Synthesis and Characterization of Azido Aryl Analogs of IBNtxA for Radio-Photoaffinity Labeling Opioid Receptors in Cell Lines and in Mouse Brain

Mu opioid receptors (MOR-1) mediate the biological actions of clinically used opioids such as morphine, oxycodone, and fentanyl. The mu opioid receptor gene, OPRM1, undergoes extensive alternative splicing, generating multiple splice variants. One type of splice variants are truncated variants containing only six transmembrane domains (6TM) that mediate the analgesic action of novel opioid drugs such as 3′-iodobenzoylnaltrexamide (IBNtxA). Previously, we have shown that IBNtxA is a potent analgesic effective in a spectrum of pain models but lacks many side-effects associated with traditional opiates. In order to investigate the targets labeled by IBNtxA, we synthesized two arylazido analogs of IBNtxA that allow photolabeling of mouse mu opioid receptors (mMOR-1) in transfected cell lines and mMOR-1 protein complexes that may comprise the 6TM sites in mouse brain. We demonstrate that both allyl and alkyne arylazido derivatives of IBNtxA efficiently radio-photolabeled mMOR-1 in cell lines and MOR-1 protein complexes expressed either exogenously or endogenously, as well as found in mouse brain. In future, design and application of such radio-photolabeling ligands with a conjugated handle will provide useful tools for further isolating or purifying MOR-1 to investigate site specific ligand–protein contacts and its signaling complexes.

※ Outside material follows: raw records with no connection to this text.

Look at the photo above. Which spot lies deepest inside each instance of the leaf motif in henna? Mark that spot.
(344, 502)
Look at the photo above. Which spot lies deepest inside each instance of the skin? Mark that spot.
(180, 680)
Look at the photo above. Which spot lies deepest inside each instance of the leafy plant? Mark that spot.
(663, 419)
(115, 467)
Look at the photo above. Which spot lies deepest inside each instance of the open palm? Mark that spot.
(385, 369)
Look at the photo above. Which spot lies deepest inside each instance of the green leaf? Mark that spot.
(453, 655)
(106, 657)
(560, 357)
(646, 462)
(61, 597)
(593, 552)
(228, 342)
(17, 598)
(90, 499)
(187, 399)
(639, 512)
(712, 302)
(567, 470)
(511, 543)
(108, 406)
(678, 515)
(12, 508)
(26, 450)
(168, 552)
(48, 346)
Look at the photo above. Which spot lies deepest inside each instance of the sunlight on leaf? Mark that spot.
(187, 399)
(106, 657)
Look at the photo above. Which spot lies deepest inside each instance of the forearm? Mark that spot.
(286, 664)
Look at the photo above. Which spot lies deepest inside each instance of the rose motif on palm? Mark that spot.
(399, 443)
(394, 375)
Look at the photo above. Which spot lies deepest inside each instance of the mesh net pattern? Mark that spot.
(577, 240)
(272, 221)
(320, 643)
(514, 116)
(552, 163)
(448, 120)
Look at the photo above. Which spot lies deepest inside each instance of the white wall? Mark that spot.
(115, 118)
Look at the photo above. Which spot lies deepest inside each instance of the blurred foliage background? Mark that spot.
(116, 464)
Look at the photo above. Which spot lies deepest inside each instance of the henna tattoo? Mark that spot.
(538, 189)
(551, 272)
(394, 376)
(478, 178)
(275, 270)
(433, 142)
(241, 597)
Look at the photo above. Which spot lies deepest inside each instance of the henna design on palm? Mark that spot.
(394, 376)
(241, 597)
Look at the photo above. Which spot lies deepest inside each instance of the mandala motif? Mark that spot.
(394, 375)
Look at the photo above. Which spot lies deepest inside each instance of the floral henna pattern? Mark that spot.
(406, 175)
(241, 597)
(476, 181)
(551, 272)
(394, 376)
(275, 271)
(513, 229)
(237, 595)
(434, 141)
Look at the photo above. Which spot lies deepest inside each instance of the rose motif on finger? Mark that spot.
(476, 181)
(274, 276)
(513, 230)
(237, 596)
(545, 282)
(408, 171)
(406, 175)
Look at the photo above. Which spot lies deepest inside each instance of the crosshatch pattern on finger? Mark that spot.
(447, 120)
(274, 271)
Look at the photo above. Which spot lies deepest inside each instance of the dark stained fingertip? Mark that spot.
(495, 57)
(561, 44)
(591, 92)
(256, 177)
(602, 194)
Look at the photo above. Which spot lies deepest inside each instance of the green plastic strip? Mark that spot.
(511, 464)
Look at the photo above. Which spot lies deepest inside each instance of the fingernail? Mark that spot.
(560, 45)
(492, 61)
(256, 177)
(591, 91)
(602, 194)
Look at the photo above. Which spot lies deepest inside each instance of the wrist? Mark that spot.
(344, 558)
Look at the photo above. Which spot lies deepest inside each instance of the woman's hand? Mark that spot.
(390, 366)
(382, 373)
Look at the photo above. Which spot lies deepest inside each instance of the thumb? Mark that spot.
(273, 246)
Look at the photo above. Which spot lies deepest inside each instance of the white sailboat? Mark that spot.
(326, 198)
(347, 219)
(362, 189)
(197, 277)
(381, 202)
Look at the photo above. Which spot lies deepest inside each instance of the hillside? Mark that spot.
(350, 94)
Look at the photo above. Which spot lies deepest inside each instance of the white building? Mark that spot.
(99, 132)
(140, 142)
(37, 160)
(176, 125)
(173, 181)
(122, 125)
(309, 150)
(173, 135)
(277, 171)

PROCESS FOR THE PREPARATION OF MORPHINANE COMPOUNDS

The invention describes the process of catalytic O-demethylation of 3-methoxy-morphinane compounds using boron tribromide. Addition of catalysts reduces the reaction time, improves reacting the substrate to give the product in very good purity and yield. The said approach can be used, for example, for the preparation of oxymorphone, naltrexone, naloxone and nalbuphine from their respective O-methyl derivatives.